2016: Nuke 10 introduces the Smart Vector toolset in NukeX and Nuke Studio
Replacing tedious and error-prone common clean-up, replacement and augmentation tasks, Nuke 10’s new Smart Vector toolset draws on technology from Foundry’s research team to deliver a powerful new workflow to artists working in NukeX and Nuke Studio. With it, artists can generate high-quality motion vectors from image sequences and use them to automatically push or warp paint or textures across a range of frames.
2018
Nuke development team receives Scientific and Engineering Awards
Nuke has been described by The Academy as ‘the backbone of compositing and image processing pipelines across the motion picture industry’. This was realised in 2018 when Jon Wadelton, Chief Technology Officer, Jerry Huxtable, Senior Software Engineer and Abigail Brady, former Principal Software Engineer, received Scientific and Engineering Awards at the Academy Awards, recognizing their significant contributions to the architecture and extensibility of Nuke. Bill Spitzak and Jonathan Egstad also received awards for the visionary design, development and stewardship of the Nuke compositing system.
Athera launched
Our cloud-based visual effects platform Athera is soft-launched at FMX in collaboration with Google Cloud, hinged on the belief that anyone with a laptop and internet could start a studio, no matter where they were in the world, to become ‘Marvel for a minute’.
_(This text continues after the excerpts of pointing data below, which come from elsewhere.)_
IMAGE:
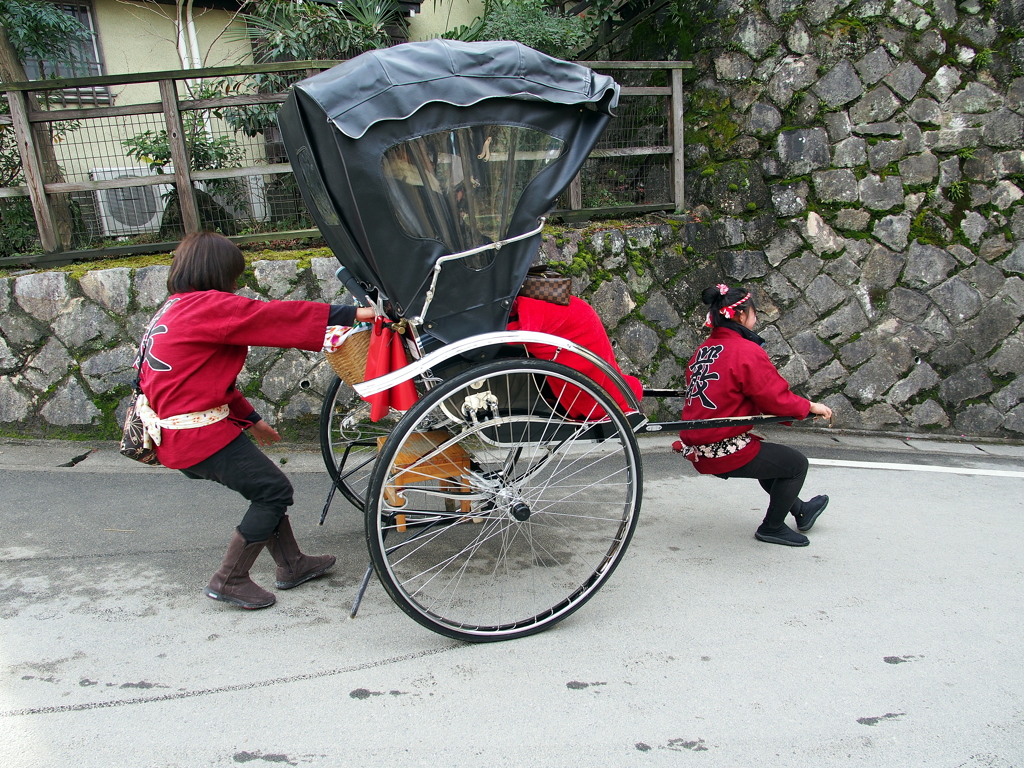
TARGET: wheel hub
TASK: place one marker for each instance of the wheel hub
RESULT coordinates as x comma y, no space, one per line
520,511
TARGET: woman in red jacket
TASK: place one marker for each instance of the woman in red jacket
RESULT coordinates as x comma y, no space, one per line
193,350
730,376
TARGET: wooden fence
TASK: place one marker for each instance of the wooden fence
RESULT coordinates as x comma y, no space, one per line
32,123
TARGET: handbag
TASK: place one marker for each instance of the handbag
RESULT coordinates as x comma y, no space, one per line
545,284
133,436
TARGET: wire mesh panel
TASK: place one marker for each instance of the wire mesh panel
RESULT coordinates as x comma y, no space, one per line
632,164
91,134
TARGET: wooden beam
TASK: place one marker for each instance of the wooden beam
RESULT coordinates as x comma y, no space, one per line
678,145
246,99
94,254
253,170
154,180
637,65
82,113
33,170
644,90
179,156
87,113
148,77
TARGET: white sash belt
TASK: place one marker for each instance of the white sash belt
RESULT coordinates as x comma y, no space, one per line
154,423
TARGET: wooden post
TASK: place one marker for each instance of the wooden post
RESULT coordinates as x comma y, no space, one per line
678,164
179,156
34,178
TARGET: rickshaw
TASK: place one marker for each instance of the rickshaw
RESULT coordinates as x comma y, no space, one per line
504,498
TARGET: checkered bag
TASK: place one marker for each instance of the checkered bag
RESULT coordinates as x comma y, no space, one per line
545,284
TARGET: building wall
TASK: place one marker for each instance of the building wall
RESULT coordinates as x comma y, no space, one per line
437,16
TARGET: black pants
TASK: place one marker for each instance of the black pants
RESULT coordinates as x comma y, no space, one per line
781,471
243,467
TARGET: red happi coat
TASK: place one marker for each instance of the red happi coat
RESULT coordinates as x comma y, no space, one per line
730,376
195,347
579,323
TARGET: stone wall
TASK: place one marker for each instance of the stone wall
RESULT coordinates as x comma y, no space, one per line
929,352
68,347
860,165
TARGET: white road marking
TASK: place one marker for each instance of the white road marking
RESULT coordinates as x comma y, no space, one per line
916,468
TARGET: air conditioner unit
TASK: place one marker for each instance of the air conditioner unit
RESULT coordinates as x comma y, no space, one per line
130,210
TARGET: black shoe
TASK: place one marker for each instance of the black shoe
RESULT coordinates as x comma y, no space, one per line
784,536
810,512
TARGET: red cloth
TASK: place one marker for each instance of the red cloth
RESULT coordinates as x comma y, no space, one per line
730,376
387,353
197,344
580,324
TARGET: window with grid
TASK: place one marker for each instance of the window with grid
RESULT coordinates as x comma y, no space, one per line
84,61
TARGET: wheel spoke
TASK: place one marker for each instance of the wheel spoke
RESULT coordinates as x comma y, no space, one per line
513,517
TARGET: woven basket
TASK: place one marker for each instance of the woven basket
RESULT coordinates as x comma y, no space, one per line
350,359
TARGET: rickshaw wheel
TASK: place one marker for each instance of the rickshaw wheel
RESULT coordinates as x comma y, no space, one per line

Athera served as a culmination of years of research into cloud technology and the possibilities it holds for the visual effects industry.
2019
ML Server launched
As machine learning and AI continue to make waves in the visual effects industry, Foundry answers with our own solution for artists and studios looking to experiment with machine learning workflows: ML Server.
A client/server model to enable rapid prototyping and experimentation of ML algorithms in on-premises post-production software, ML Server aims to solve a number of challenges that the visual effects industry comes up against when faced with machine learning workflows.
Katana 3.0 launches with a new Hydra-powered viewport, driven by USD PIXAR technology
It’s what artists have been waiting for: Katana 3’s game-changing Hydra viewport is introduced and designed to render massively complex scenes, allowing artists to view larger portions of their work with silky-smooth interaction. You can read all about it, and how it fits into Foundry’s wider plans involving USD and interoperability, below.
Foundry's path to the viewer of the future2019: Nuke is awarded the Netflix Post Technology Alliance
Nuke is awarded the Netflix Post Technology Alliance (PTA) product designation after rigorous evaluation to ensure it meets the Netflix technical workflow requirements needed in the post production and delivery of Netflix Originals. The PTA program is designed specifically for technology partners, including software and hardware developers of tools such as Nuke.
Being awarded the PTA product designation is testament to Nuke’s success in creating binge-worthy episodic content as demand for streaming services continues to increase from consumers.